My Bloody Valentine breaks hearts again

Shoegaze pioneers My Bloody Valentine released Loveless, a wall-of-guitar-fuzz noise-rock masterpiece, in 1991, after spending so much time and money perfecting it that it nearly bankrupted Creation Records. That put a lot of pressure on the band, too, and it took the group a good 22 years to release the much-promised follow-up, mbv, which suddenly hit the internet in February 2013.

Slightly more than four years later — which is like a couple of days in MBV years — Shields said he was working on another album. My Bloody Valentine's bio on a website advertising a late 2017 music festival (via Consequence of Sound) claimed Shields was in the process of "working on material for a new My Bloody Valentine album to be released in 2018."

Well, 2018 is over. Fool us once, shame on you, My Bloody Valentine. Fool us twice, shame on us for believing that My Bloody Valentine would actually release an album in a relatively timely manner.

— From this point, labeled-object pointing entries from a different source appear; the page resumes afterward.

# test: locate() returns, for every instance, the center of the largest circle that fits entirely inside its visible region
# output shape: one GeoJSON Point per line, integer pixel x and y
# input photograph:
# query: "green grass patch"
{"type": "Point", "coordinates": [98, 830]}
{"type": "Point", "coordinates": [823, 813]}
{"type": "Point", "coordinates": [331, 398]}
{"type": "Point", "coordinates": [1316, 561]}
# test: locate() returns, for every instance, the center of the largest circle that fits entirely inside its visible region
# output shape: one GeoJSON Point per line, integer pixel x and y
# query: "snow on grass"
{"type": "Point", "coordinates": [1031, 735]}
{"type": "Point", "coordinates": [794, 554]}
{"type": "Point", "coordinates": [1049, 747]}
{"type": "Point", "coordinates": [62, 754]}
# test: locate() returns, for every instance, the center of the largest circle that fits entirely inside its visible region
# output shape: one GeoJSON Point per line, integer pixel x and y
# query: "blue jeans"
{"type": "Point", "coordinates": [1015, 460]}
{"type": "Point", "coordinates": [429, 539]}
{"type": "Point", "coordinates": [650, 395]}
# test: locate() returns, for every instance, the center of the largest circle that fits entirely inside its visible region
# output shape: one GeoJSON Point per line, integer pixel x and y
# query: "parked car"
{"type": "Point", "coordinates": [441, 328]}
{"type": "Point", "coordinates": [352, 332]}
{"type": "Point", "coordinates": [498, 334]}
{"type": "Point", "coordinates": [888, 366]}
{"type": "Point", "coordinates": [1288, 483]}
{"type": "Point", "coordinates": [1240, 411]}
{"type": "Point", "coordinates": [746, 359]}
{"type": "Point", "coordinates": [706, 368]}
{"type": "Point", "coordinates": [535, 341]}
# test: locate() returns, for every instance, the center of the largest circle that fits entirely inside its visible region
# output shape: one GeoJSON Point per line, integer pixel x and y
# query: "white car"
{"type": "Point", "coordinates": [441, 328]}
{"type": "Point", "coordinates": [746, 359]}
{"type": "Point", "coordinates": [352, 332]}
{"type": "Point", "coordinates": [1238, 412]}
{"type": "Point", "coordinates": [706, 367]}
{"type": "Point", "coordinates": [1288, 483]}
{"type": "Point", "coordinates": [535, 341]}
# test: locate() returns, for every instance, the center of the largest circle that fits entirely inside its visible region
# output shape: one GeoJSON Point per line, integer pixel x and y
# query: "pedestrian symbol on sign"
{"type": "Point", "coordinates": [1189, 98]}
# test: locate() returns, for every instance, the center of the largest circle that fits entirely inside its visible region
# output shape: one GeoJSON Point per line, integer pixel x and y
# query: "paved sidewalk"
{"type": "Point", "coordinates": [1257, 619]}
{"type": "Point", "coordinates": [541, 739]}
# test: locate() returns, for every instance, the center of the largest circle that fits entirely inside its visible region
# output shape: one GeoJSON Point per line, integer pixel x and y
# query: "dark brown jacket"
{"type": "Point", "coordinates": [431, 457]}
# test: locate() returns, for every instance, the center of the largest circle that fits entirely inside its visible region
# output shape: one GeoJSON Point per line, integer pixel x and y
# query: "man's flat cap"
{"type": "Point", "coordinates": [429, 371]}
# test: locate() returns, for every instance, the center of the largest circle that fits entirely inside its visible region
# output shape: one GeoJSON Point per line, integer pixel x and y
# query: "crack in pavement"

The sky is apparently a limit for Sky Ferreira

The entire notion of Sky Ferreira just isn't fair. Also a model and actress, Ferreira is a preternaturally talented and versatile DIY musician. After starting out making videos of herself performing original works and uploading them to MySpace, Ferriera got a record deal and in 2013 released her powerful and dreamy Night Time, My Time, which helped confirm that the "sound" of the early 2000s just might be synth-driven indie rock.

Ferreira failed to strike again while the proverbial iron was hot. Night Time, My Time is five years old now, and it remains Ferreira's only full-length effort. A burgeoning side career in film and TV maybe got in the way a bit, although in late 2017, Ferriera explained away the delay, tweeting that she's ill and has been for a while. She also said she needs "to get completely better so I can tour" and actually promote her music. However, she still promised to release "new music very soon." We're pretty sure the "very soon" window has officially closed, but hopefully Ferreira will be well enough for a return in 2019.